Texas produced the most applications from women-owned companies, followed by Georgia, Illinois, Florida, California and New York.
Paycheck Protection Program (PPP) Round Two
In December 2020, Congress appropriated $284 billion for small business COVID-19 relief for a second round of the Paycheck Protection Program. Biz2Credit examined its data from PPP loan applicants and discovered that 49% of the applicants for round two of the PPP were women who owned businesses (compared with all SBA lenders at 34%). The average approved amount for applicants for round two of the PPP who identified as women on the Biz2Credit platform was $23,101 compared with $36,348 for those who identified as men.
Importance of Women-Owned Businesses
There were nearly 13 million women-owned businesses in the United States as of 2019, and according to American Express’s State of Women-Owned Businesses Report, there was a 43% increase in businesses owned by women of color from 2014 to 2019. An estimated 10 million people are employed by women-owned companies and these companies generate nearly $1.8 trillion in revenue, according to the Census Bureau.
Biz2Credit has partnered with the Association of Women’s Business Centers, which works to secure economic justice and entrepreneurial opportunities by supporting and sustaining a national network of 140 Women’s Business Centers (WBC). These centers help women succeed by providing training, mentoring, business development and financing opportunities to more than 150,000 women each year.
“Women’s Business Centers have grown tremendously in number of locations and clients served. As economic first responders to the pandemic, Women’s Business Centers assisted a record number of clients to access a record level of funding for their businesses compared to prior years,” Corinne Hodges, CEO of the Association of Women’s Business Centers, said. “The national network of 140 Women’s Business Centers provides free counseling, training, networking opportunities and, perhaps most importantly, access to much needed funding (or capital) for businesses to get started and/or grow.”

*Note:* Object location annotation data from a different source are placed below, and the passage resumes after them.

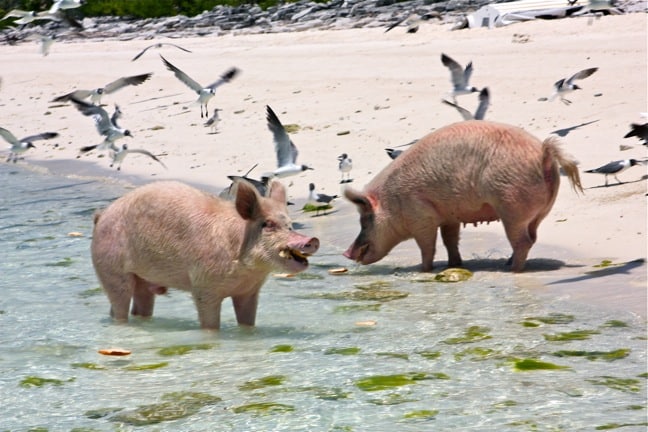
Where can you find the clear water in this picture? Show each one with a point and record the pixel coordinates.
(443, 357)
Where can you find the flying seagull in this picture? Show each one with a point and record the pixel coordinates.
(119, 155)
(106, 126)
(96, 94)
(19, 146)
(614, 168)
(158, 45)
(204, 93)
(566, 85)
(284, 147)
(484, 101)
(460, 77)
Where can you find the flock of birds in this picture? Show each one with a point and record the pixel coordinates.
(88, 103)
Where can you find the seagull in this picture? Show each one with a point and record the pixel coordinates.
(320, 201)
(566, 85)
(284, 147)
(614, 168)
(106, 126)
(119, 155)
(345, 166)
(19, 146)
(204, 93)
(484, 101)
(158, 45)
(460, 77)
(95, 95)
(640, 131)
(213, 121)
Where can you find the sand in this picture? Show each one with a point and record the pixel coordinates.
(359, 91)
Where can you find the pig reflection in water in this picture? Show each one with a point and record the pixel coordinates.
(168, 234)
(468, 172)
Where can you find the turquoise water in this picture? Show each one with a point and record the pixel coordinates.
(480, 355)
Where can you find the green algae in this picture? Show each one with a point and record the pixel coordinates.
(386, 382)
(282, 348)
(596, 355)
(471, 334)
(525, 365)
(263, 408)
(183, 349)
(147, 366)
(453, 275)
(626, 385)
(342, 351)
(174, 406)
(260, 383)
(572, 335)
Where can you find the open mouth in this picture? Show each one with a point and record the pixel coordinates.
(294, 254)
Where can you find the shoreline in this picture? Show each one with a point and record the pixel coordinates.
(359, 91)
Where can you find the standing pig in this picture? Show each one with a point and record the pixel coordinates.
(168, 234)
(468, 172)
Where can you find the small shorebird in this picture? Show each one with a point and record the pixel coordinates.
(19, 146)
(158, 45)
(460, 77)
(96, 94)
(640, 131)
(213, 121)
(318, 200)
(119, 155)
(484, 101)
(614, 168)
(345, 166)
(204, 93)
(106, 126)
(566, 85)
(284, 148)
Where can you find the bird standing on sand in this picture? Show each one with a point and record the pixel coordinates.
(284, 148)
(204, 93)
(318, 200)
(119, 155)
(345, 166)
(566, 85)
(106, 126)
(459, 76)
(480, 113)
(19, 146)
(96, 94)
(158, 45)
(614, 168)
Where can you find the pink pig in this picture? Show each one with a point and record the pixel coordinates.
(467, 172)
(168, 234)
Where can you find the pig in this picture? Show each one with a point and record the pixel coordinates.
(168, 234)
(468, 172)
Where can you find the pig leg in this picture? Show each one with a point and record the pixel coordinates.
(245, 308)
(427, 244)
(450, 236)
(143, 298)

In 2021, Women’s Business Centers locations served 88,000 clients, helped start 3,300 firms and supported 89,697 jobs by offering more than 27,000 training sessions and nearly 170,000 counseling hours. Clients of Women’s Business Centers received a higher total in SBA loans ($262,455,406) in 2021 than 2020 (up 31%).
A Story of Success
In Biz2Credit’s study, women who own businesses expressed the importance of securing financing during the difficult economic circumstances of the COVID-19 pandemic, which continued to ravage many small businesses during 2021. Many entrepreneurs who were able to obtain funding said it provided a lifeline.

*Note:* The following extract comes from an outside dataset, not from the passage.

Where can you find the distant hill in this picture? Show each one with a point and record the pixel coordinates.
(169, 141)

“The funds that I received allowed me to alleviate a lot of tension and pressure and enabled me to keep my staff,” Debbie Elder, who has owned Shady Oak Primary School in Richmond, TX, since 2014, said. “Once I received my money, that whole headache went away. I was then able focus on bringing in more students, marketing and making sure that this financial situation never happens to us again.”

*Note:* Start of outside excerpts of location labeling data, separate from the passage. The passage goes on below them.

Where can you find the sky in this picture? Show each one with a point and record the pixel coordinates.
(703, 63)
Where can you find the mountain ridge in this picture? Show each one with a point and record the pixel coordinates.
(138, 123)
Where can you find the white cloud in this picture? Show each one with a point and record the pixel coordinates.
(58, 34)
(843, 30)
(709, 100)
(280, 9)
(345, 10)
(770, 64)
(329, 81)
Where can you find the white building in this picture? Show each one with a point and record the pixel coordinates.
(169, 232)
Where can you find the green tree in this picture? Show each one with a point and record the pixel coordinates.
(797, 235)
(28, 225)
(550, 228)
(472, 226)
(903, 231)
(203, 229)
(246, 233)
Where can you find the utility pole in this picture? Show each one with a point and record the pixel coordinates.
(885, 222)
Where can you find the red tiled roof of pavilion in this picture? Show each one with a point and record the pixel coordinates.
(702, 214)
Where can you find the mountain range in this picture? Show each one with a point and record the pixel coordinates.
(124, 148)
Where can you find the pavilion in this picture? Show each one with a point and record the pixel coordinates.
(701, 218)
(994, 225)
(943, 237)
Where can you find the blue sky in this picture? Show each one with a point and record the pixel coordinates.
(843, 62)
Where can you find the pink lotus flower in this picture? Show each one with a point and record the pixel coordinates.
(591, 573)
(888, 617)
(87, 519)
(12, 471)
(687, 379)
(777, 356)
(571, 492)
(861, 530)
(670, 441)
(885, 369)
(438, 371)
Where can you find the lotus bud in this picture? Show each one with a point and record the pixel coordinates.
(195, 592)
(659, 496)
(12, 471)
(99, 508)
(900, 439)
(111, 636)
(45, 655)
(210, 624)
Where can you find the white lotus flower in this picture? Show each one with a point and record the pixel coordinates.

The dataset for Biz2Credit’s women-owned business study was comprised of nearly 100,000 completed credit applications received via the Biz2Credit platform in 2021. The four most important variables in the analysis were annual revenue, operating expenses, age of business and personal credit score. The data was then tabulated to examine women-owned and men-owned firms based on annual revenue, operating expenses, age of business, personal credit score, funding rate and average loan size. The study looked at 20 different industries as well as geography.